Amid overwhelming calls for Representative John Conyers (D-MI) to step down, the Office of Compliance has released new details about secret payouts made to alleged victims of not just sexual misconduct but also discrimination on the basis of gender, race, age and more.
The office, whose job it is to enforce the Congressional Accountability Act of 1995, provided a breakdown of the complaints it has quietly settled since 2013.
According to a letter from OOC Executive Director Susan Tsui Grundmann, addressed to the House Administration Committee, the office used its "Awards and Settlement Fund" to pay out claims against the offices of six House members over the last four years. Two of the claims involved sex discrimination, while another included allegations of sexual harassment. For the sexual discrimination complaint, the office paid $84,000; for the sexual harassment complaint, another $76,000.

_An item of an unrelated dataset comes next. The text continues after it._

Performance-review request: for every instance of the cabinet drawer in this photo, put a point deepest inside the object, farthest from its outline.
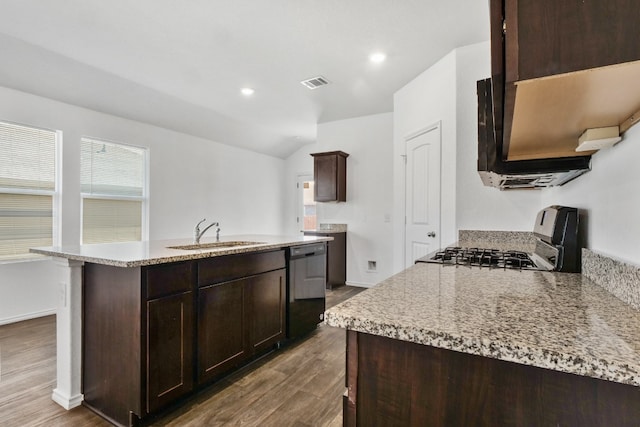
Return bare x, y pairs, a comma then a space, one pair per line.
230, 267
169, 279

Not all of these funds have gone to resolving sexual misconduct complaints: The OOC's report includes details about funds paid out for a claim that involved religious discrimination as well as sex discrimination, for which the office awarded $7,000. Other claims involved disability discrimination, discrimination for veteran status, racial discrimination and discrimination based on national origin.
In total, the House of Representatives alone has cost the office $359,450 since 2013.
INBOX: House Administration Committee releases info on settlements made by lawmakers' offices since fiscal year 2013: pic.twitter.com/AQO9UhTQT9
— Ed O'Keefe (@edokeefe) December 1, 2017
News of the government's secret payouts for internal misconduct first began to come to light in October, when the Washington Post reported that, between 1997 and 2014, the U.S. Treasury had spent some $15.2 million in awards and settlements for workplace violations on Capitol Hill. A subsequent letter from the OOC—which included settlements for the years from 2014 to present—revealed the office had spent more than $17 million, with the largest payments made in 2002 and 2007.
When Representative Jackie Speier (D-Calif.) spoke out about the vast sum of money to condemn the climate of alleged sexual misconduct in Congress, the OOC initially refused to release any specifics about the payouts to the public.
"The OOC does not currently provide any breakdown for the type of discrimination payments made, the amounts of individual payments, or even the offices that the complaints generate from," a spokesperson from the office told the Hill at the time.
Lawmakers on both sides of the aisle have come out against the shadowy way Congress has handled these complaints for decades.

"Most people didn't know it existed," Representative Tom Cole (R-OK) said about the payments in a November closed-door meeting reported on by Politico. "I think there's a pretty strong feeling that frankly those things ought to be public and those things ought to be paid for by the individual responsible, not by the taxpayer."
He added: "There's just a sense that the institution deserves better than this and we've got an obligation to act and do something."